1. Determine a Realistic Price Range
If you price your business too high, you'll scare away buyers. If you price it too low, you'll lose out. To figure out a range that is realistic, you should always consult your Accountant or Business Advisor who can assist you in determining the value of your business.
Some valuation methods include:
- valuation of the business's assets, and then adding in a sum for the goodwill the business has developed.
- how much comparable businesses in your industry and locale have recently sold for.
- use an industry formula.
2. Understand the Tax Consequences of the Sale
You should always discuss with your Accountant the tax implications associated with the sale of your Business. Taxes can take a huge bite out of the money you receive for your business. It pays to know just how big that tax bite will be.
3. Make sure your Financial Information is up to date and in order
The getting-ready-for-sale process includes not only sprucing up your business premises, but getting your figures in good shape.
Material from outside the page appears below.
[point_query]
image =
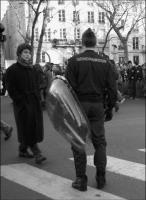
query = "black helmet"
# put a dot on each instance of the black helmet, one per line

You may be required to provide any potential Purchaser with the financial statements of the Business for the last 3 financial years to show its profitability.
4. Seek Potential Buyers
Are you selling the Business to an existing employee or an unrelated party? You may need to advertise your sale in newspapers and trade publications, and on business-sale websites. Alternatively, you may want to engage a business broker to reach more buyers, or to keep your sale plans from going too public too fast.
5. Negotiate Your Deal
In working out the terms of the sale, some key issues include whether you will sell the business entity or just its assets, what assets you want to keep, and how the buyer will pay you. You lawyer will be able to assist you in negotiating the terms of your deal.
6. Sign a Contract of Sale
You will need to document your deal in writing. The Contract should list and value the assets the buyer is purchasing, list any contracts the buyer is assuming (e.g, leases, franchises, hire purchase agreements etc), and include protections that assure you will get paid the full sale price. You should always instruct your lawyer to prepare the Contract before it is signed to ensure all necessary terms are included.
7. Plan for Settlement
Between the signing of the Contract to the Settlement Date, the parties will need to sign various documents to complete the transfer of the Business to the buyer.
8. File the necessary Paperwork to complete the settlement
After the sale, you should retain a copy of the Contract of Sale and/or any other key sale document as a record of the sale transaction for at least 7 years.
The parties will also need to file any necessary paperwork with any government and/or statutory bodies to ensure records are updated to show the new owner of the business.